Still the darling in the supermarket sector for many investors, Ocado has seen its shares slump recently, potentially weighed down by the valuation of £6 billion for the company, which some traders obviously think is too high.
On top of this directors have dumped more than £100 million of Ocado shares.
A Bahamas-based trust which counts Ocado CEO Tim Steiner as a benficiary sold almost £51 million worth of Ocado shares in late August. The trust, called Linic, and which has other (undisclosed) beneficiaries than Steiner, managed to move 4.8 million Ocado shares at £10.60 each. Linic has already sold more than £127 million of Ocado shares so far this year and for many traders, the activity is regarded as one possible reason not to be in Ocado for the longer term.
Ocado is due to report to the market tomorrow, and will be giving investors some interesting data to consider. Top of the list will be retail sales. In the first half of 2018 they rose 11.7% year-on-year, excluding Ocado Solutions. The supermarket will also be reporting its average number of orders per week: this has risen consistently and in the first half of this year stood at 291,000 against 260,000 a year ago.
One area of worry was average basket size, which stood at £108, part of a longer term decline.
Analysts will be looking for commentary on the volume ramp up at Ocado’s Andover and Erith sites in the UK, which rank third and fourth among Ocado’s customer fulfillment centres. There should also be a progress report on its relationship with Morrison’s and updates on its international licensing deals.

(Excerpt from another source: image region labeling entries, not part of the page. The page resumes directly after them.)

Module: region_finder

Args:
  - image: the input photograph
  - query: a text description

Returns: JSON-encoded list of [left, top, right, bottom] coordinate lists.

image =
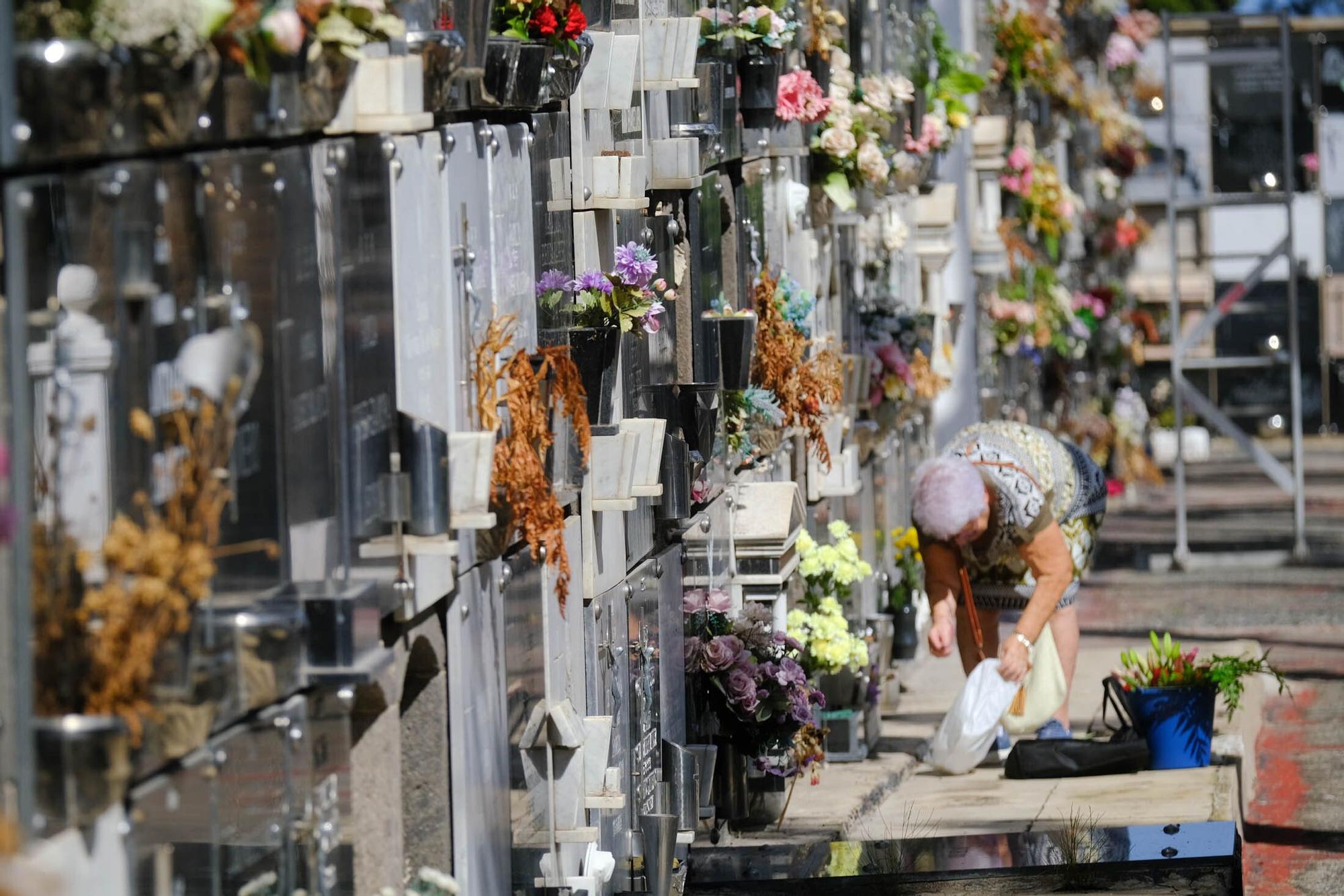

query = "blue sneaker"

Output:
[[1036, 719, 1074, 740]]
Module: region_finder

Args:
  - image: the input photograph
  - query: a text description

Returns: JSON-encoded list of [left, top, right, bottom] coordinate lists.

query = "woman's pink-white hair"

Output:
[[910, 457, 989, 540]]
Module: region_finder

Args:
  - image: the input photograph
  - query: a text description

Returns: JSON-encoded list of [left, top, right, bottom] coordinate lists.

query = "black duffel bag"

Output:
[[1004, 677, 1149, 779]]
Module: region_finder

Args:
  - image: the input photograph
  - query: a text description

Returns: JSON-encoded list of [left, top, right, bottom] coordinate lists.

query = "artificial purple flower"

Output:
[[570, 270, 612, 296], [536, 267, 571, 298], [616, 243, 659, 289], [681, 588, 704, 615], [704, 588, 741, 618], [641, 302, 665, 333], [724, 669, 761, 712], [789, 688, 814, 725], [876, 343, 910, 382], [704, 634, 742, 672]]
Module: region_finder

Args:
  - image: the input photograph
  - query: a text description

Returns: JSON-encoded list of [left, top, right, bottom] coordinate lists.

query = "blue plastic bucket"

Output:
[[1126, 688, 1215, 768]]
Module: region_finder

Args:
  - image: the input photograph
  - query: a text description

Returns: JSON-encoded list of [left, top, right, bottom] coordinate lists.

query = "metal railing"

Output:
[[1163, 12, 1306, 567]]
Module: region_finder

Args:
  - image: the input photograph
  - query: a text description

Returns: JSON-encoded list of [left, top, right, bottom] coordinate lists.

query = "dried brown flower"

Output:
[[32, 387, 245, 743], [473, 316, 591, 614], [910, 348, 948, 402], [751, 271, 841, 467]]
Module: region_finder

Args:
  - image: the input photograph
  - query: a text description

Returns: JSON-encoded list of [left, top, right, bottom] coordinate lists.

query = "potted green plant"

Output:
[[700, 0, 798, 128], [1118, 631, 1288, 768], [887, 527, 923, 660], [476, 0, 593, 107], [15, 0, 233, 160], [681, 588, 824, 823], [700, 301, 757, 390], [214, 0, 406, 138], [788, 520, 872, 711]]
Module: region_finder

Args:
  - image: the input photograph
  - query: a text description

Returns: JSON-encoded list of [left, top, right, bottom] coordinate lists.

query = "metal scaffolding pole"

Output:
[[1163, 12, 1308, 568], [1278, 12, 1306, 560], [1163, 11, 1189, 566]]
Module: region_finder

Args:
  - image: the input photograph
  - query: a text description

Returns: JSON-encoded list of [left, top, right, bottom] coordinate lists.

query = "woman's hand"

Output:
[[929, 617, 957, 657], [999, 638, 1031, 684]]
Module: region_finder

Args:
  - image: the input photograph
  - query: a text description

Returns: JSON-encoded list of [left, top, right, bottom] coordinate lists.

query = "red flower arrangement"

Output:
[[495, 0, 587, 50]]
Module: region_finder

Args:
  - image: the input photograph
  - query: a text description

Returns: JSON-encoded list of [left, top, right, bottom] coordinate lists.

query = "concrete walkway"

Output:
[[847, 638, 1254, 840], [731, 638, 1259, 845]]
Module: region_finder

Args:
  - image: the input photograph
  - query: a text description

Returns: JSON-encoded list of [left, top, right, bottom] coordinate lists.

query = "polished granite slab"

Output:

It is these technology licensing deals that got investors more excited about Ocado in the first place, and sparked talk about a new paradigm in groceries distribution in the developed world. Ocado has secured licensing deals for its technology in France, Canada, Sweden and the United States.
Focus will be on details of Ocado’s venture in France, where it is working with Groupe Casino on its first CFC for the French market. It will be closely watched, as it will be a good indicator of how this kind of deal will work in practice, and what the contribution will be to Ocado’s bottom line.
Ocado shares have been declining fairly steadily since 23 August, when they stood at £11.14. As of this morning they were trading at £9.26. Investors will be looking for any information that convince them that Ocado should be a buy, but at this moment in time it looks very much like a hold.